2025年10月の特集記事「建設中のDigi-Cast HANEDA STUDIOに行ってきた!」でも伝えた通り、クレッセントが昭和島に建設中の「Digi-Cast HANEDA STUDIO」は、単に巨大なスタジオを作るだけの計画ではない。ここでの試みは、モーションキャプチャーやボリュメトリックといった複数の技術を、設計段階からスムーズに連携できるよう一体化させることだ。本稿では、その思想を具現化する「VP棟」の最新状況をレポートする。
現地を訪れて興味深く感じたのは、役割の異なる2棟のスタジオが併設されている点だ。一つは、クレッセントが長年実績を積んできたモーションキャプチャーやボリュメトリックのための空間。

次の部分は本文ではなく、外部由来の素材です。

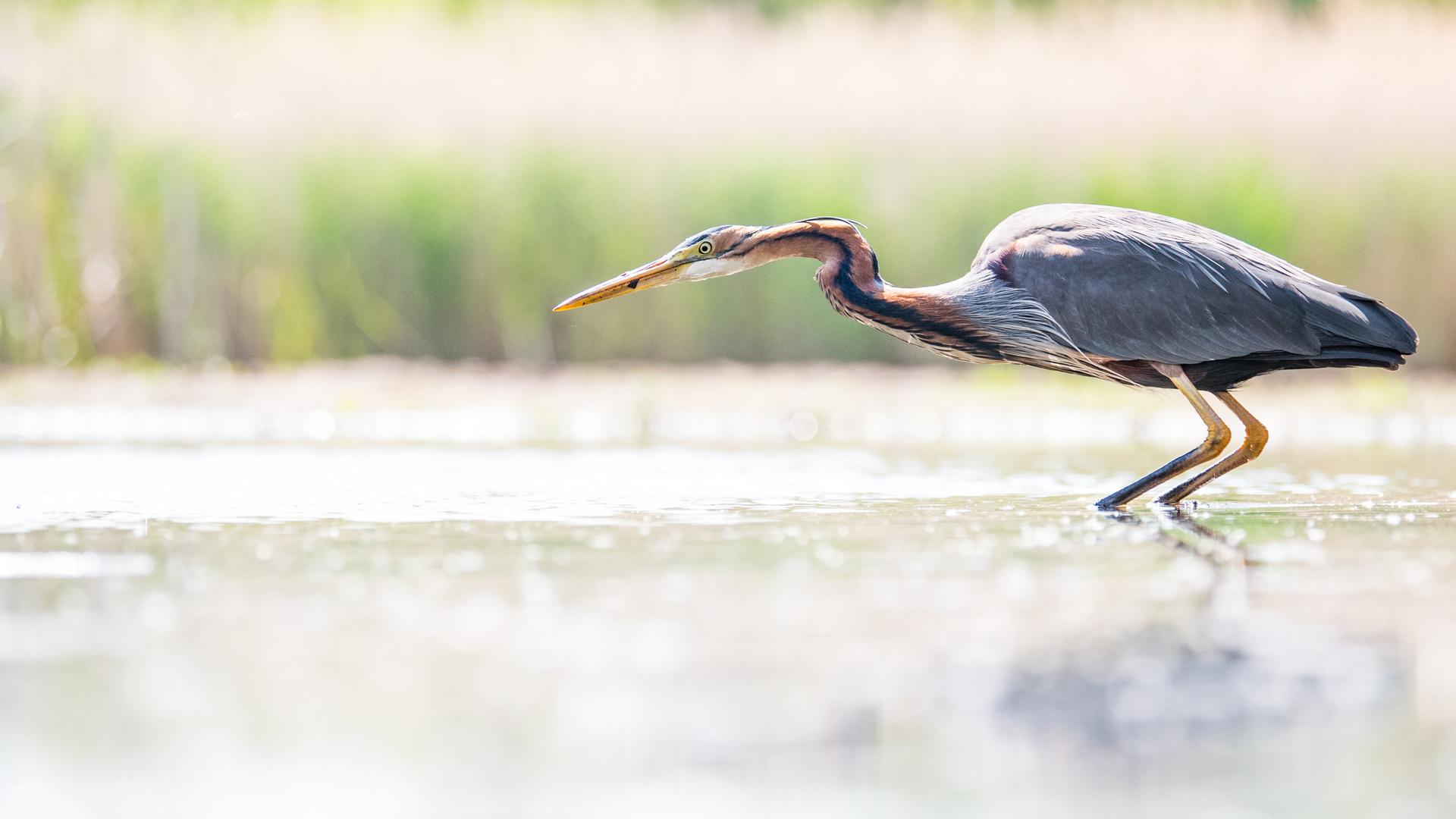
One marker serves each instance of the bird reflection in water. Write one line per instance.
(1220, 673)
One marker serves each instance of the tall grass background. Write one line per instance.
(303, 183)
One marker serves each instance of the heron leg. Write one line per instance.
(1256, 436)
(1210, 447)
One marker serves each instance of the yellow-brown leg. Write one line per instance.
(1218, 439)
(1254, 441)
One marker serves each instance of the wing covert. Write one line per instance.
(1130, 284)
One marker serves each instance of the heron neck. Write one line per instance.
(849, 271)
(849, 276)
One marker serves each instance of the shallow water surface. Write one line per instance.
(674, 632)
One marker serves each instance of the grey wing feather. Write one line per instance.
(1130, 284)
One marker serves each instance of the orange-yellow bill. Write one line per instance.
(661, 271)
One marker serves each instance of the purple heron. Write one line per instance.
(1120, 295)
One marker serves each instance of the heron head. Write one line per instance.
(714, 253)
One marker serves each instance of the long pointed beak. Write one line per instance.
(661, 271)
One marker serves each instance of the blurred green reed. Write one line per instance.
(184, 254)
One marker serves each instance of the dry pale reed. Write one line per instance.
(1357, 82)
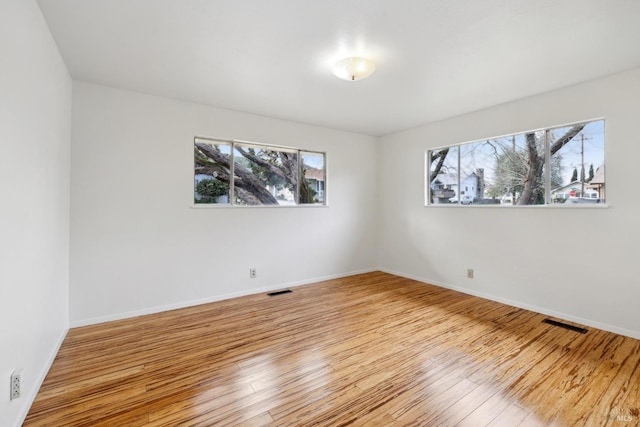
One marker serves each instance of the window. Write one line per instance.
(561, 165)
(251, 174)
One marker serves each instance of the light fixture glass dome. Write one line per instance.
(353, 68)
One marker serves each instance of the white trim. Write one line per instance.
(191, 303)
(31, 397)
(588, 322)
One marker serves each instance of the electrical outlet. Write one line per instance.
(16, 383)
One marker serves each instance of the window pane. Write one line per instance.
(212, 161)
(265, 176)
(577, 163)
(517, 174)
(443, 175)
(312, 187)
(477, 163)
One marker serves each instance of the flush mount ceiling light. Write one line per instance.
(353, 68)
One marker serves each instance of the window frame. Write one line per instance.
(546, 174)
(270, 147)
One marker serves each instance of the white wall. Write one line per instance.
(35, 119)
(138, 245)
(520, 254)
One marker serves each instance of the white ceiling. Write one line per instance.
(434, 58)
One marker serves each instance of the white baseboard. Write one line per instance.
(588, 322)
(31, 397)
(191, 303)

そしてもう一方が、大型LEDウォールを備えたバーチャルプロダクション(VP)スタジオ「VP棟」である。
正式オープンを控えたスタジオ内では、テスト撮影や細かな調整作業が進められていた。夏の間に試行錯誤を重ねて構築されたという経緯を聞き、その徹底した準備の様子が伝わってきた。この施設は、単に既存の成功事例を踏襲するのではなく、映像と現実の新しいあり方を模索した結果として、現在の規模や構造に至ったのだろう。
特に目を引くのは、採用されているLEDの素性である。メーカーは台湾を拠点とする世界的な大手ディスプレイメーカーAUO。液晶パネルの印象が強い同社だが、VP用途のLEDとしては日本初の導入事例だという。既存製品を採用するのではなく、1.95mmピッチで2000nitsという高精細・高輝度な理想を追求するため、クレッセントが要望を出し、新たに共同開発したというから驚きだ。

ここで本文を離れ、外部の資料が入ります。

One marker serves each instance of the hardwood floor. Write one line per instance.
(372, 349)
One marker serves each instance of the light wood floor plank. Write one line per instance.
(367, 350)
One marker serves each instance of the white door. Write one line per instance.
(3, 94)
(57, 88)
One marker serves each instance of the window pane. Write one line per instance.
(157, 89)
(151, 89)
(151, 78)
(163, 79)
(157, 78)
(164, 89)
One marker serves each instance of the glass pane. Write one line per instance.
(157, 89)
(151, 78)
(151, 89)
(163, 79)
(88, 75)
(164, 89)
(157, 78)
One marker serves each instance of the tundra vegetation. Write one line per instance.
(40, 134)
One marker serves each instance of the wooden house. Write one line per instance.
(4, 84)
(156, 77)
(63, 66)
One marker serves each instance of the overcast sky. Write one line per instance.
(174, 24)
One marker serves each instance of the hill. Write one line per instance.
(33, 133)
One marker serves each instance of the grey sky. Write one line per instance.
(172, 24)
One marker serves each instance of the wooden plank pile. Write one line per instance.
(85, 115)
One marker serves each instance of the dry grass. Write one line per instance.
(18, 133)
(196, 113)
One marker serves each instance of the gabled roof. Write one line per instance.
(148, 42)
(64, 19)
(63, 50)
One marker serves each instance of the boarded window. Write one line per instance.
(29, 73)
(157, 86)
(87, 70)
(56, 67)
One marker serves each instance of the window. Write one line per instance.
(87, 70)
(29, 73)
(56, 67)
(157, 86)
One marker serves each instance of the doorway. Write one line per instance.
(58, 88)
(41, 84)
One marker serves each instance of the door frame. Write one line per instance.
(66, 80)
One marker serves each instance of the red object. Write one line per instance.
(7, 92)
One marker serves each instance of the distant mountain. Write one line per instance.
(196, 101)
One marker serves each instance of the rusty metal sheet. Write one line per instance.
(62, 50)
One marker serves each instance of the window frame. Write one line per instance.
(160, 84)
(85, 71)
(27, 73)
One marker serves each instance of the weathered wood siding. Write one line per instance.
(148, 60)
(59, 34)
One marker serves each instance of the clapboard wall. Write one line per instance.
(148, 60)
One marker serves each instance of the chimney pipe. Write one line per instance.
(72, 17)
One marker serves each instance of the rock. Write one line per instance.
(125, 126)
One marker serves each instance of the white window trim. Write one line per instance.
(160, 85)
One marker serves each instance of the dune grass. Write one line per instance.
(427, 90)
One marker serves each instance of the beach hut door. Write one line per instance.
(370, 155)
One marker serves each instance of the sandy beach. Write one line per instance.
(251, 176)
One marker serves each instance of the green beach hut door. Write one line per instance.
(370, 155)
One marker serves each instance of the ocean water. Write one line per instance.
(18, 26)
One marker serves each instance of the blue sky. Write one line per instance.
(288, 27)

技術スペックも徹底している。リフレッシュレートは通常3840Hz、運用により7680Hzまで引き上げ可能で、60Pの撮影でもフリッカーを極限まで排除する。反射を抑え、黒が沈み込む表面処理など、すべては「再撮専用」としての完成度を高めるために設計されている。特定のクリエイターを想定しながら細部を詰めていったという開発思想にも、鋭い現場感覚がにじむ。

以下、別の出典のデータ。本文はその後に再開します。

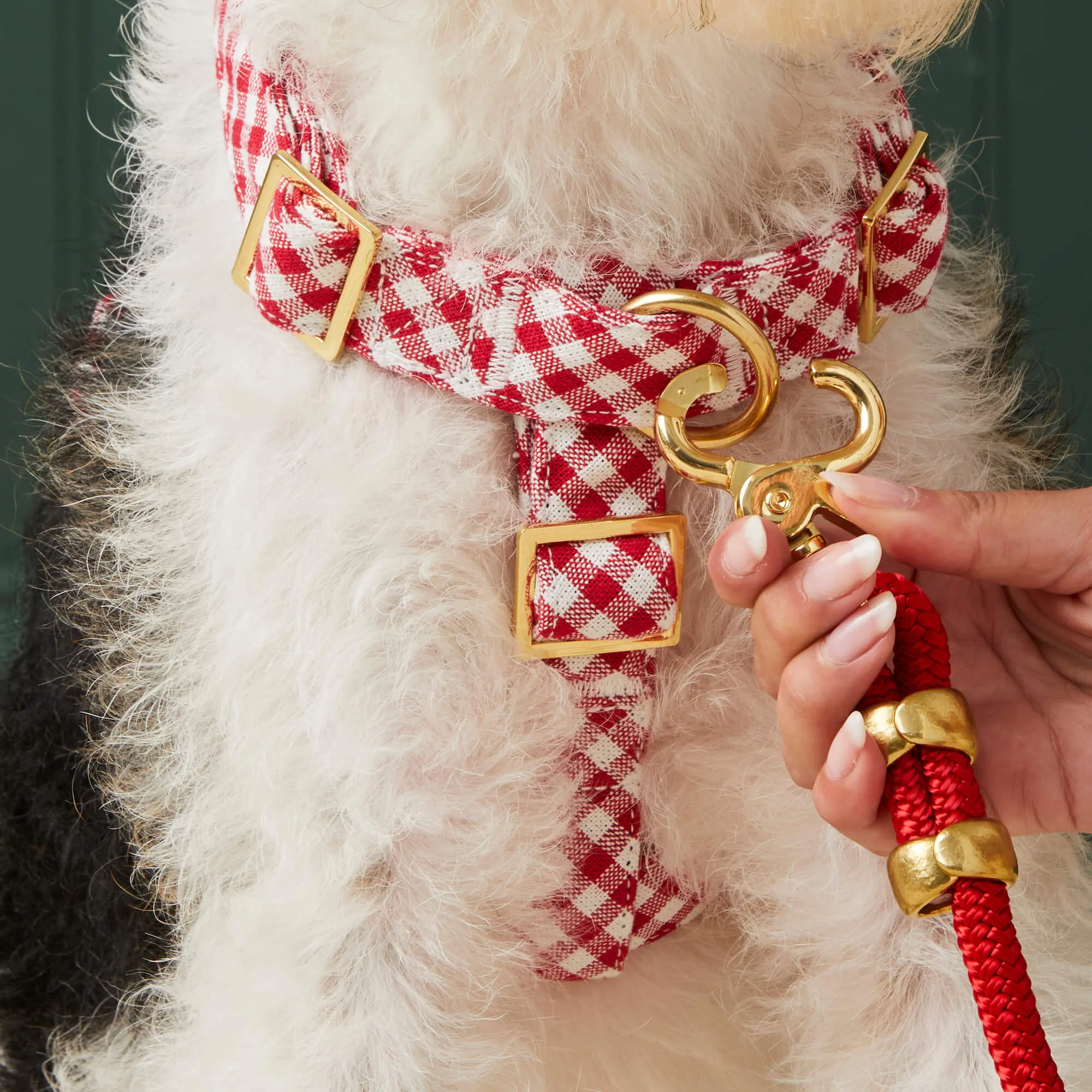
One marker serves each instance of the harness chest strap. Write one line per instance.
(581, 378)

何より圧倒されるのは、その大きさだ。横41.5m、高さ10mという規模は、単一のLEDスタジオとして国内最大級にあたる。実際にその中央に立つと、壁の大きさを測る意識はすぐに消え、視界全体が撮影空間として成立していることに気づかされる。
10mに及ぶ天井高は、既存物件の改修では確保が難しく、専用設計された建築ならではの仕様といえる。事前に数値は把握していたが、実際にスタジオの中央に立ち、視界のほぼ全域が映像に覆われることで、その規模を改めて実感した。それは巨大な「壁」を眺めるというより、撮影可能な「環境」そのものの中に身を置く感覚に近い。単に大規模なVPスタジオというだけでなく、空間の捉え方そのものを変革する設計となっている。
このスタジオの真価は、天井と壁に配置されたLEDの運用思想にある。天井面には明るさ4500nits、ピクセルピッチ5.2mmの高輝度パネルが組み込まれ、背景ではなく「環境光源」として機能する。さらに9面に分かれた天井パネルは、チルトやロールといった2軸での角度調整が可能だ。
壁に設置された可動式LED(3.9mmピッチ/明るさ4500nits)も同様だ。光量が必要な場所へ自在に移動させ、被写体を囲う。照明を仕込む感覚とセットを組む感覚が、LEDというデバイスを介して高度に統合されている。天井部には、ベース照明を支えるARRI製のSkyPanelも配備されている。
横22K、縦5Kという解像度を耳にした際、当初は想像が及ばなかった。しかし、実際の撮影ではアングルの制約を気にする必要はなく、自由自在なカメラワークが可能になる。そこには、物理的なLEDスクリーンの境界に起因する制限など存在しなくなるだろう。
実写カメラの画角に連動する「インナーフレーム」が表示されると、レンズ位置に合わせたパースが正確に再現され、モニター越しの世界は遠景まで違和感なくつながる。階段のデータへ向かってカメラを寄せていく際も、高い没入感とともに奥行きのある空間をリアルに感じることができた。
クレッセントの目的は、単なる巨大スタジオの構築に留まらない。真の狙いは、実写とCG、照明と背景など、これまで分断されていた各要素を設計段階から高度に融合させることにある。ボリュメトリックやモーションキャプチャーによって人物を3Dデータ化し、即座にバーチャルプロダクション(VP)へと持ち込む。この「一気通貫のワークフロー」こそが、スタジオ設計の根幹である。
このスタジオの誕生により、「ロケの代替としてのVP」という段階を脱し、「デジタル資産(3Dデータ)を現場で自在に操りながら、その場で完成形を創り上げるプロダクション工場」へと進化しそうだ。